Um artigo da psiquiatra Nora Volkow, diretora do Instituto Nacional para Abuso de Drogas dos EUA, publicado na edição de maio de 2009 da revista Schizophrenia Bulletin, chama a atenção para a crescente comorbidade (i.é. associação de duas doenças) entre Dependência Química e Esquizofrenia. Um levantamento nacional a respeito do uso de drogas nos EUA em 2007 revelou o aumento da prevalência de abuso de substâncias, como álcool, nicotina, maconha e cocaína, entre esquizofrênicos em até 100 vezes superior à população geral (veja a tabela abaixo).

 Taxa de uso em esquizofrênicos (média de vários estudos)Abuso ou dependência em esquizofrênicosTaxa de uso na população geralDependência na população geral
Nicotina60-90%28,5%25,9%12,8%
Maconha17-80,3%50,8%5,8-16,4%0,5%
Álcool21-86%43,1-65%2,9-17,9%5,1%
Cocaína?23%0,7-1,7%0,09%

Quase metade dos esquizofrênicos apresenta em algum momento de sua vida história de uso ou abuso de substâncias, índice bem superior à população geral, o que sugere que esquizofrênicos estejam expostos a outros fatores de risco além daqueles presentes na população. Os mecanismos por trás dessa comorbidade ainda não são bem conhecidos, mas acredita-se que envolvam distúrbios químicos cerebrais, como os relacionados à dopamina, glutamato, aos receptores nicotínicos e canabinóides (da maconha).

Uma das explicações para o abuso de substâncias em esquizofrênicos é a busca de alívio para efeitos colaterais dos antipsicóticos, como a falta de prazer, em função do bloqueio de dopamina em regiões cerebrais envolvidas com mecanismos de recompensa ou para compensar déficits cognitivos. O problema é que o uso crônico da droga exacerba os sintomas negativos e cognitivos, prejudicando ainda mais a recuperação da pessoa no sentido de uma vida produtiva e plena.

A nicotina é a droga mais prevalente entre esquizofrênicos, em parte por ser legal e pela facilidade de acesso, mas também porque o efeito da nicotina no cérebro pode aliviar alguns déficits cognitivos. Há estudos que sugerem que esquizofrênicos têm receptores nicotínicos menos funcionais e em menor número do que pessoas saudáveis e isso explicaria a melhora da cognição provocada pela nicotina (o que não ocorre com os demais fumantes).

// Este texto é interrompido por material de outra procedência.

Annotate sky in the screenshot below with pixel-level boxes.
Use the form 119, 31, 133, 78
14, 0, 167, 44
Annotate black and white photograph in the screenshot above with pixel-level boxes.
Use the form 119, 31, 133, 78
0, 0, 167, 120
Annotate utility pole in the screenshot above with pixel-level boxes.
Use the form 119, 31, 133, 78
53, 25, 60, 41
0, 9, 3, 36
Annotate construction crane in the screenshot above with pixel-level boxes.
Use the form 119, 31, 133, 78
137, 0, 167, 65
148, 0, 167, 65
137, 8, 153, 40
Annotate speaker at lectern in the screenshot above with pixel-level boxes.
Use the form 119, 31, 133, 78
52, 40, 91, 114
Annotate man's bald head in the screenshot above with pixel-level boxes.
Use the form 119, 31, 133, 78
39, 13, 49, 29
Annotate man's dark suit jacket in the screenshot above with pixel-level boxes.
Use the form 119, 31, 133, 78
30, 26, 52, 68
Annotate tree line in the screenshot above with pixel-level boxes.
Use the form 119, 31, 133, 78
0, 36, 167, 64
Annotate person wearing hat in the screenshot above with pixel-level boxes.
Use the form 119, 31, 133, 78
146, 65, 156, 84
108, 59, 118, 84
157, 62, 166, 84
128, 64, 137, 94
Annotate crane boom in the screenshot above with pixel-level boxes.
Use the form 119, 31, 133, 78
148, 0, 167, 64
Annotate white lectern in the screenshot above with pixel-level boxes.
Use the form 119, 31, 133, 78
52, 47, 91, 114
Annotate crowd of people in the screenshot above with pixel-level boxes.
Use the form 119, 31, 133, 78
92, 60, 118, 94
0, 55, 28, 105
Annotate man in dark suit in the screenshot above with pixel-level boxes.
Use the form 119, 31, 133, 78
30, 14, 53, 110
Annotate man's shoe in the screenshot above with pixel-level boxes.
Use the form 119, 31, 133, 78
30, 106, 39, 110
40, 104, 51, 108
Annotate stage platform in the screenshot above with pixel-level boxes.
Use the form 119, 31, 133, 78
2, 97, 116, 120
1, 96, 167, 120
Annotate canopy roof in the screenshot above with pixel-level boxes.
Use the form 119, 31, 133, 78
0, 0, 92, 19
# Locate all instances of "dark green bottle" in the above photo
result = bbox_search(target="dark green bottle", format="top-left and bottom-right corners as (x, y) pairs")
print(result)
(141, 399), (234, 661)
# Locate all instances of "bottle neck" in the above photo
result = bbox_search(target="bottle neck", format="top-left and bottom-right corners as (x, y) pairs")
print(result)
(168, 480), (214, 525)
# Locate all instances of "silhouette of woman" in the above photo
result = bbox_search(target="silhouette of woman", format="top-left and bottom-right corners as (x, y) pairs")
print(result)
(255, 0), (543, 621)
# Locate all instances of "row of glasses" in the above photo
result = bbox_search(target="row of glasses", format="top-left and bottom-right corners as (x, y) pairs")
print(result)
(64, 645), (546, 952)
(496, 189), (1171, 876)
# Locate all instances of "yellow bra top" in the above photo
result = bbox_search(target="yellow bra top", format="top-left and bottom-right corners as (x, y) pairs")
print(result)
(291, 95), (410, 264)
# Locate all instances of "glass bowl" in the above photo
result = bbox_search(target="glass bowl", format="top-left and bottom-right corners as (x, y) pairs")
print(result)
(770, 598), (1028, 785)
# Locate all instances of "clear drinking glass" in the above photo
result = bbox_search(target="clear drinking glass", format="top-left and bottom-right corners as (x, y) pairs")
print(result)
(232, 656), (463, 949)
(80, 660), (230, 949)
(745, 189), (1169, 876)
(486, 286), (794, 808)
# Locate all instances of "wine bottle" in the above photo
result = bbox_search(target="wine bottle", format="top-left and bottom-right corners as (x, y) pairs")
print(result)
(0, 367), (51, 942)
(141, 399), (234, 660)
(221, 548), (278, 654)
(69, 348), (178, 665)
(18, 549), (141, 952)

O uso da maconha também é freqüente e ela possui o pior efeito dentre todas as demais. Estudos com ressonância magnética mostraram que com o uso de maconha a perda de substância cinzenta cerebral é até duas vezes maior do que o habitual num período avaliado de 5 anos. Uma das explicações para o uso da maconha é melhorar o controle emocional em situações de estresse, devido ao seu efeito nos receptores canabinóides cerebrais.

Os fatores genéticos e ambientais que contribuem para a esquizofrenia também estão envolvidos na dependência de substâncias. Genes que regulam a neuroplasticidade e o desenvolvimento cerebral, como o gene Neuroregulina 1, podem estar implicados nas duas patologias. Fatores psicossociais como educação e desemprego podem aumentar a comorbidade e ambas as doenças estão relacionadas a uma maior exposição e menor tolerância ao estresse, o que agrava as duas condições.

Algumas pesquisas sugerem que antipsicóticos de segunda geração podem ser mais eficazes no tratamento da dependência química associada à esquizofrenia, assim como terapias comportamentais que aliem abordagens às duas doenças. Mas existe uma grande carência de profissionais e serviços especializados no tratamento das duas condições em conjunto.